A postoperative chest tube is rarely needed. The anesthesia team must allow the patient to wake up with minimal cough and movement in order to prevent the risk of early bar displacement. Chest radiography is performed after surgery to confirm good lung expansion and to reveal the final positioning of the bar. The image below shows the placement of two pectus bars in a 17-year-old male with Marfan syndrome and severe pectus excavatum.

Nuss procedure. Chest radiograph of 17-year old ma Nuss procedure. Chest radiograph of 17-year old male with Marfan syndrome and severe pectus excavatum, in whom it was necessary to place two pectus bars.

Medications and therapies typically depend on the patient's response to pain and usually include an epidural catheter, intravenous (IV) narcotics for breakthrough pain, patient-controlled analgesia (PCA; possibly augmented by ultrasound-guided bilateral intercostal nerve blocks [51] ), and selective use of nonsteroidal anti-inflammatory drugs (NSAIDs). [52] Continuation of morphine analgesia after postoperative day 1 may give rise to an increased incidence of urinary retention and nausea and vomiting. [53] Intercostal nerve cryoablation (INC) has been described as an alternative to thoracic epidural analgesia for pain after the Nuss procedure. [54]

Patient mobilization is permitted on postoperative day 1 or 2 by flexing the bed at the hip level and keeping the back straight. The patient is instructed to avoid trunk rotation or to sit in bed with the thoracic spine flexed. The epidural catheter is generally removed on postoperative day 3, and the patient should be fully ambulatory after that point.

After postoperative day 3, the patient is required to ambulate with the assistance of physical and occupational therapy. From postoperative day 4 or 5 onward, the patient is instructed in performing limited exercises at home to facilitate recovery. Ambulation is strongly encouraged from that point. The patient is discharged home once pain is adequately controlled with oral medications.

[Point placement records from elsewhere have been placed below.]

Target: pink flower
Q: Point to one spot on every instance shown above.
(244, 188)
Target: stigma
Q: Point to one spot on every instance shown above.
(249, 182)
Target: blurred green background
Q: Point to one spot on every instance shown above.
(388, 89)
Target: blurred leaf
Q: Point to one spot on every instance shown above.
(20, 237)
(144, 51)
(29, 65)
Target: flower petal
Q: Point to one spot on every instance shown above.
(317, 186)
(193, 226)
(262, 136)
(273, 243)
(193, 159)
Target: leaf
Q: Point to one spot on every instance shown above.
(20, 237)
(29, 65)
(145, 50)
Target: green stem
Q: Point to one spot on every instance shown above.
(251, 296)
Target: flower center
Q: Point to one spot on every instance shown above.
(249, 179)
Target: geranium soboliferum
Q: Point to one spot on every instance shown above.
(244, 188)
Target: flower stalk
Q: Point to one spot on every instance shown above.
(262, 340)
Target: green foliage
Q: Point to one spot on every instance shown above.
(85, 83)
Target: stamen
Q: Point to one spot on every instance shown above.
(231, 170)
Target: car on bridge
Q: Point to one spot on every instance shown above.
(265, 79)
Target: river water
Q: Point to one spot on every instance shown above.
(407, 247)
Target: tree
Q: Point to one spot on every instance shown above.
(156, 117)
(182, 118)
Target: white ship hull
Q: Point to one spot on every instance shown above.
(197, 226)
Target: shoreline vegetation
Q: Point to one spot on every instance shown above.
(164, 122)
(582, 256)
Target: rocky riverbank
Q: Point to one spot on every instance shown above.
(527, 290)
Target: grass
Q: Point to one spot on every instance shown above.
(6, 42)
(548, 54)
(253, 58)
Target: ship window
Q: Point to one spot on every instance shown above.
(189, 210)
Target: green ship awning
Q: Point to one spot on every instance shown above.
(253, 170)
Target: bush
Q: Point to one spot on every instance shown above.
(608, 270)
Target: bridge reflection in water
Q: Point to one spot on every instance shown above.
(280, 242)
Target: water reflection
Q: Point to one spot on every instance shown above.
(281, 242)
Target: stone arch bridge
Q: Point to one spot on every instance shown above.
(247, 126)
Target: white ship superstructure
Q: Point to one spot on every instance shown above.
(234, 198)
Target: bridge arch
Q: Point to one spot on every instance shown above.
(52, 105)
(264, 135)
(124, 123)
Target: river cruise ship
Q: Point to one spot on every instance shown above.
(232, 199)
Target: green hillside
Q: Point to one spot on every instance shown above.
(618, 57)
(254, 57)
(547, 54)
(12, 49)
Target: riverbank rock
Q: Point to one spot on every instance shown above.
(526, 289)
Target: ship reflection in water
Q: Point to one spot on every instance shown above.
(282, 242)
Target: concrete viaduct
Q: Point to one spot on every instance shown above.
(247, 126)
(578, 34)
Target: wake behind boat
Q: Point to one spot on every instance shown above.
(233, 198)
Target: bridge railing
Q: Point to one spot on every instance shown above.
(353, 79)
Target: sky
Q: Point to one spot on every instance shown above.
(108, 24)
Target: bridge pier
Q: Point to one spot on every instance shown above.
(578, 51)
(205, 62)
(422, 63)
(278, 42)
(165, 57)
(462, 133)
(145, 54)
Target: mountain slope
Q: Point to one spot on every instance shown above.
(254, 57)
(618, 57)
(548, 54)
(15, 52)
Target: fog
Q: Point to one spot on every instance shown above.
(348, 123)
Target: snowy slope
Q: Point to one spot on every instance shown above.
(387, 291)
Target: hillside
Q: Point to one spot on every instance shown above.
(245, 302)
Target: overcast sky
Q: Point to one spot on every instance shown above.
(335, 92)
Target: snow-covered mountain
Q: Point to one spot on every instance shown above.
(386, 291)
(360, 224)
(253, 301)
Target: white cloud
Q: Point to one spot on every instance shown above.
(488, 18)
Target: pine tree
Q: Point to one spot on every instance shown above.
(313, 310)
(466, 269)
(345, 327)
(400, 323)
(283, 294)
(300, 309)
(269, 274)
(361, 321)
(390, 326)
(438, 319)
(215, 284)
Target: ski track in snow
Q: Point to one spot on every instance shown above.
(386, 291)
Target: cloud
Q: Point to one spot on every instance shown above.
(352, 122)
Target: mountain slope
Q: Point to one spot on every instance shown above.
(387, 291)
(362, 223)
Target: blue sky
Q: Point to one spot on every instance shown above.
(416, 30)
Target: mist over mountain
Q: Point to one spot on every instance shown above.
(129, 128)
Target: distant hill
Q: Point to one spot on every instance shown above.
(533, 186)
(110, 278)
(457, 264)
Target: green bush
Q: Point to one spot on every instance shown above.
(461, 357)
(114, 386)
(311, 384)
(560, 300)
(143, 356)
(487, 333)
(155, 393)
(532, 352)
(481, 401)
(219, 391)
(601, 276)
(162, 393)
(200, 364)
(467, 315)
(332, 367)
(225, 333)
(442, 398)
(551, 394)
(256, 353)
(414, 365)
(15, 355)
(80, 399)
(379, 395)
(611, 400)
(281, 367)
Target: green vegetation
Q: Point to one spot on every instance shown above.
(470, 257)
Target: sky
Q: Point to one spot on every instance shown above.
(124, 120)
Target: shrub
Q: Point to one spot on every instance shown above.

The average length of stay is 4-7 days. Good posture with a straight back is very important, even after discharge.

In a study by Yu et al, application of an enhanced recovery after surgery (ERAS) protocol to the Nuss procedure shortened postoperative drainage time and postoperative hospitalization. [55]  In another study, by Wharton et al, implementation of an ERAS for the Nuss procedure yielded significant reductions in length of stay, early pain scores, and urinary catheter usage, without increasing postoperative emergency department visits and hospital readmissions. [56]


Pectus Bar Removal

The bar generally remains implanted for 3 years; removal is done as an outpatient procedure with the patient under anesthesia. Nuss bar removal has detectable but small effects on diaphragmatic ribcage motion; these effects are unlikely to be of clinical significance. [57] No change in exercise capacity should be expected.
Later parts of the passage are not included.